Given the current state of the U of C's finances and a pending five per cent cut each year for four years, U of C officials say that anything other than the maximum tuition increase would be irresponsible.
This announcement has left student leaders feeling frustrated.
"It makes us extraordinarily angry to come into a tuition consultation only to find out the university has already budgeted and planned off the premise of maximum tuition increases," said SU President Bryan West. "It de-legitimizes the process further than it already is."

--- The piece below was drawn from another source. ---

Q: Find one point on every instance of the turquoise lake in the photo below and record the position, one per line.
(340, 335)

The SU came into tuition consultation armed with a proposal for the SU to share in any budget windfall the U of C receives in provincial government funding. Given that the U of C has budgeted for a two per cent increase, a four per cent increase in the U of C's base operating budget would mean $439,920 for the SU. They proposed to use the money to provide a tuition rebate to all students.
"It's fair to say that we're intrigued by the mechanics of the proposal," said Vice-President Finance and Services Mike McAdam. "[But] I do not support the concept of a student [tuition] rebate. $12-14 to every student is not a productive gesture. There is tremendous benefit in finding other ways of allocating the funds."

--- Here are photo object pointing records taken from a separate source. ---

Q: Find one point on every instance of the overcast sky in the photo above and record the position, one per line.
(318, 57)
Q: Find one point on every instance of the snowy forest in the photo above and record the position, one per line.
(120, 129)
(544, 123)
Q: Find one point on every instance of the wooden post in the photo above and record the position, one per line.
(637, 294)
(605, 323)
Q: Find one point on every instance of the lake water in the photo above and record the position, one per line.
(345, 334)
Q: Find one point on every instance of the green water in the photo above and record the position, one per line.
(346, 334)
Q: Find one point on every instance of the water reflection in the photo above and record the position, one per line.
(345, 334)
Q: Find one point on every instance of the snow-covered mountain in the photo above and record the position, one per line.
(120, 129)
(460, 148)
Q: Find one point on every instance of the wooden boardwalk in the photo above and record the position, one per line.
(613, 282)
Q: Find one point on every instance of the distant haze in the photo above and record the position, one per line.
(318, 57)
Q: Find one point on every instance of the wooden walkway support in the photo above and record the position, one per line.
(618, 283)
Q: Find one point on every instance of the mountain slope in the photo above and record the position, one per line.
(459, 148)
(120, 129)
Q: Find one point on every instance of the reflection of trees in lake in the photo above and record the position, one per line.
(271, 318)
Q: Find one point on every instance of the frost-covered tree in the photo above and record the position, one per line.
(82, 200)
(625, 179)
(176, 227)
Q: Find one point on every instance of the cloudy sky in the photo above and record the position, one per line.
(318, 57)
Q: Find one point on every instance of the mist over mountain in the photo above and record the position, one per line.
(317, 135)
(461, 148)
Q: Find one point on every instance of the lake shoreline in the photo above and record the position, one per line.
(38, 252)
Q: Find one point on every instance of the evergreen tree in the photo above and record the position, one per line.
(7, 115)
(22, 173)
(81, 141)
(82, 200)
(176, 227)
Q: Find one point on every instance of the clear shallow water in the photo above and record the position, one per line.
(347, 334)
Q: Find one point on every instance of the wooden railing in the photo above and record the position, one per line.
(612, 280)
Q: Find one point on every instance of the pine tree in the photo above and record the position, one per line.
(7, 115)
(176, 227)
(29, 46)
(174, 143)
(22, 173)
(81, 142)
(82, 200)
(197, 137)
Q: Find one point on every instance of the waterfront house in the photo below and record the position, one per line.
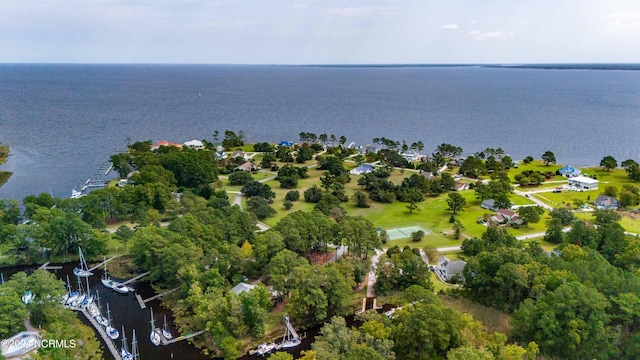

In response, the U of C offered to give the SU the requested windfall percentage under the condition that the money be used for quality initiatives and not a tuition rebate. Some quality initiatives suggested by U of C officials include a wireless network for campus, faculty/student mentoring, and at least one class with less than 30 pupils for all first year students.
Student leaders had mixed feelings about the university's rebuttal.

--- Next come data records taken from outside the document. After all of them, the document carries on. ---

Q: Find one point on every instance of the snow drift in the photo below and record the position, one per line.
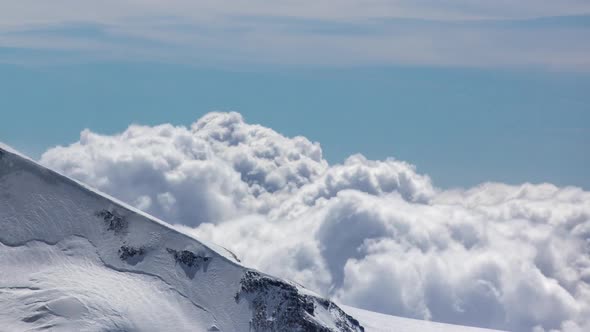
(72, 259)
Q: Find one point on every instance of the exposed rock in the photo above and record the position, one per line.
(113, 220)
(279, 305)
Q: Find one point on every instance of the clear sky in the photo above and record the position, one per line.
(469, 93)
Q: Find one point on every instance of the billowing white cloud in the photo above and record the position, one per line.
(374, 234)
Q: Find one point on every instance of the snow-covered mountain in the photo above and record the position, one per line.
(74, 259)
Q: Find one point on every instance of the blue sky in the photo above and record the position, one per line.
(468, 91)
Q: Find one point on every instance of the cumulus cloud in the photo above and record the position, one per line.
(373, 234)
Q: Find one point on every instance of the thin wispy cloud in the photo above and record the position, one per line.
(543, 34)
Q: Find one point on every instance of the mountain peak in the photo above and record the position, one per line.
(76, 259)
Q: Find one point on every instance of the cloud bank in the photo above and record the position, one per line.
(373, 234)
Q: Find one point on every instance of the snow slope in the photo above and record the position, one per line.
(376, 322)
(74, 259)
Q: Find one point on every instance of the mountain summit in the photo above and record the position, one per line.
(75, 259)
(72, 258)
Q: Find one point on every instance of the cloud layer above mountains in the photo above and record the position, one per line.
(373, 234)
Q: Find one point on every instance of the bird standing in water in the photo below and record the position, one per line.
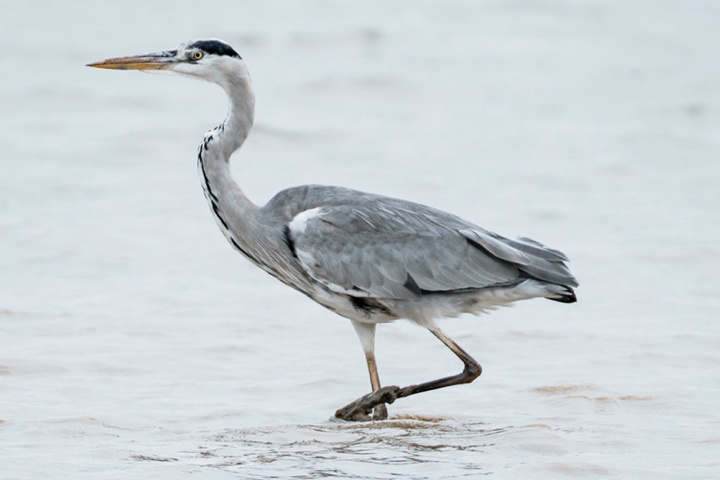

"This means more white elephant projects like a wireless campus and not what students want, which is a tuition rollback," said Brent Kettles, SU Faculty representative for the Haskayne School of Business. "We're disappointed. As far as tuition goes, we see this as a major failure."
President of the Graduate Students' Association Calvin Seaman, had similar concerns.
"We have similar issues with quality, like proper research facilities, retaining faculty and class sizes," said Seaman. "How much can be improved with $1.5 million when you see $60 million get cut from the budget? If someone can't afford to buy a computer, a wireless network is pointless."
While there were frustrations over tuition, the victory on quality did not go unnoticed. Student leaders and U of C administration alike are shifting their focus onto how they can effectively spend the potential $1.5 million for quality initiatives.
"Students said one of the most important issues was quality of the undergraduate experience," said U of C Associate VP of Student Services Peggy Patterson refering to a recent SU student survey. "We have some ideas here and I want to start the conversation."
Patterson encouraged student leaders to prepare quality initiatives, suggesting that it would be a shame to not have students involved in the process.
"There is a [tuition consultation] meeting next week and we've asked the SU to bring suggestions and we'll do the same," said Patterson referring to quality initiatives. "We hope to come up with mutually agreeable suggestions."
The SU doesn't have any quality initiative plans right now, but West says they have the quality survey as a template. He wants to postpone the process and come up with initiatives and present them to students to vote on. West still insists that the plebiscite contain a tuition rebate as an option, but feels that when faced with a number of good quality initiative options the students will pass-over the small $12-14 rebate.
"All we ask is to give students a choice and put it to a referendum," concluded West.